Correspondance Abidjan
La manifestation du 4 octobre 2025, lancée par le Front commun, devait marquer le coup d’envoi d’une série de mobilisations à l’échelle nationale. Mais deux jours avant l’échéance, alors que tout le monde se préparait à entrer de plain-pied dans la crise préélectorale, le Conseil national de sécurité, présidé par Alassane Ouattara, a interdit tous les meetings et rassemblements publics contestant les décisions du Conseil constitutionnel. Cette interdiction visait directement la mobilisation des partis d’opposition, qui dénoncent à la fois le quatrième mandat du président, jugé anticonstitutionnel, et l’invalidation de plusieurs candidatures, dont celles de Tidjane Thiam et de Laurent Gbagbo.
Consternation et confusion
L’annonce, bien que prévisible, a pris tout le monde de court et semé la confusion. Entre soulagement pour ceux qui craignaient des affrontements, frustration des militants mobilisés et incompréhension générale, le pays s’est retrouvé dans l’expectative : la marche serait-elle maintenue malgré l’interdiction ? En privé, des militants du PPA-CI affirmaient avoir anticipé une telle décision et ne prévoyaient aucun changement. Mais, après quelques heures de flottement, le Front commun a finalement annoncé le report de la manifestation au 11 octobre.
Dans les états-majors du PPA-CI comme au PDCI, on assure que cette fois la marche du 11 sera bien maintenue et que la détermination est plus forte que jamais. Tous les interlocuteurs insistent : « nous ne reculerons pas ». Dans son entretien à Mondafrique, Noël Akossi Bendjo tient lui aussi à rappeler que « ces obstacles n’entament en rien la détermination des militants, qui s’apprêtent à répondre présents sur tout le territoire ».
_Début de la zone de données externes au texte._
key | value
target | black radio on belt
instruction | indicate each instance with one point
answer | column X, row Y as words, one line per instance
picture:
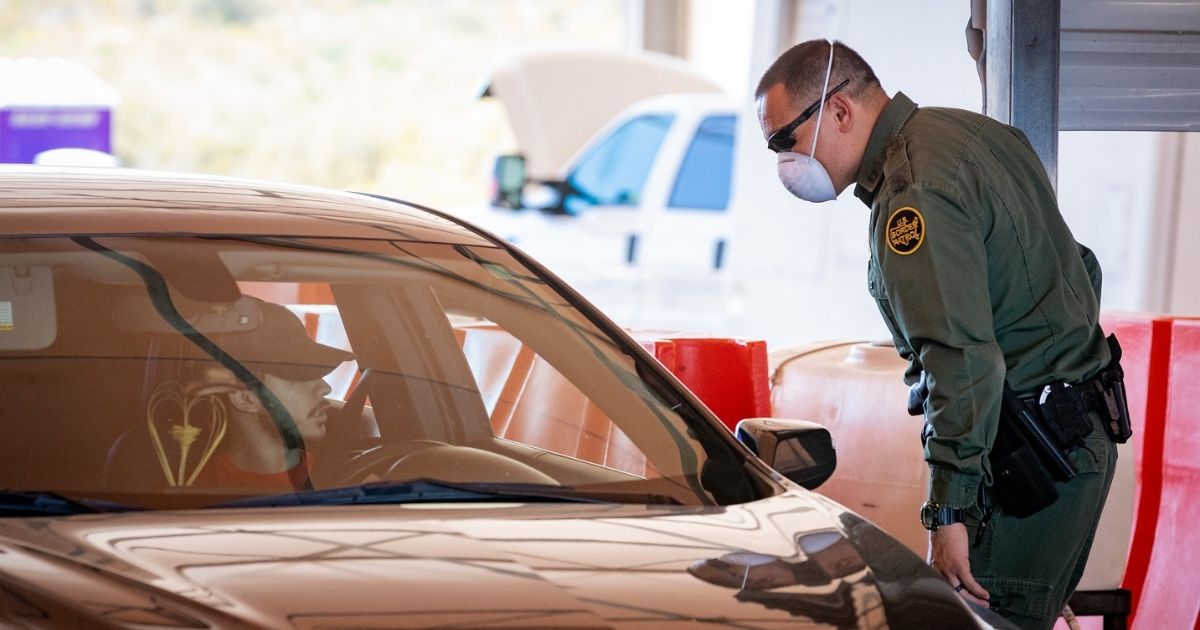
column 1114, row 406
Reste à savoir quelle forme prendra cette mobilisation pour qu’elle se déroule dans le calme, sans violence. S’agira-t-il de marches, de regroupements dans les quartiers ? Pour l’instant, mystère : soit les décisions ne sont pas encore prises, soit le secret est bien gardé… Cette prudence se justifie car depuis quelques mois, le pouvoir enchaîne les arrestations des militants du PPA-CI comme du PDCI. Ces mesures compliquent et restreignent la capacité de l’opposition à s’organiser et à mobiliser ses troupes, tout en envoyant un message clair sur le contrôle de l’espace politique.
Une semaine déterminante
Cependant les autorités risquent fort de se retrouver prises à leur propre piège. Alors que la campagne officielle s’ouvre le 10 octobre, quid des meetings et rassemblements du parti au pouvoir ? Par exemple, le samedi 4 octobre, Amadou Coulibaly, le ministre de la Communication et porte-parole du gouvernement a parrainé, dans la ville de Korhogo,une mobilisation citoyenne qui s’est terminée par un meeting à la place ADO. Cette manifestation était organisée pour « lancer un appel solennel à la paix, à la cohésion sociale et au vivre-ensemble, conditions essentielles pour garantir des élections apaisées et démocratiques dans notre pays. »
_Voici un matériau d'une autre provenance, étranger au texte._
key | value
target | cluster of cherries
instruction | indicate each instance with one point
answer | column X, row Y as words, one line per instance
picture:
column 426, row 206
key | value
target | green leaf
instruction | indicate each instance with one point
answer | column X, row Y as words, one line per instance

Certes, il ne s’agissait pas de contester les décisions du Conseil constitutionnel, mais cette mobilisation a mis en lumière l’absurdité de l’interdiction édictée par le Conseil national de sécurité. Les autorités interdisent strictement les meetings et marches de l’opposition contre le 4ème mandat mais tolèrent, voire encadrent, des rassemblements pour « la paix et la cohésion sociale ». Dans ce contexte, l’opposition peut parfaitement s’emparer de cette logique et annoncer qu’elle manifeste… pour la paix, la réconciliation et le dialogue citoyen. Une contradiction qui transforme chaque communiqué officiel et chaque déclaration politique en véritable casse-tête rhétorique. Au verrouillage, à la répression s’ajoutent les doubles standards qui alimentent frustrations et colère.
Une nouvelle fois, la semaine qui commence s’annonce cruciale. L’opposition reste sur le qui-vive. Les stratégies se mettent en place et chaque camp avance ses pions.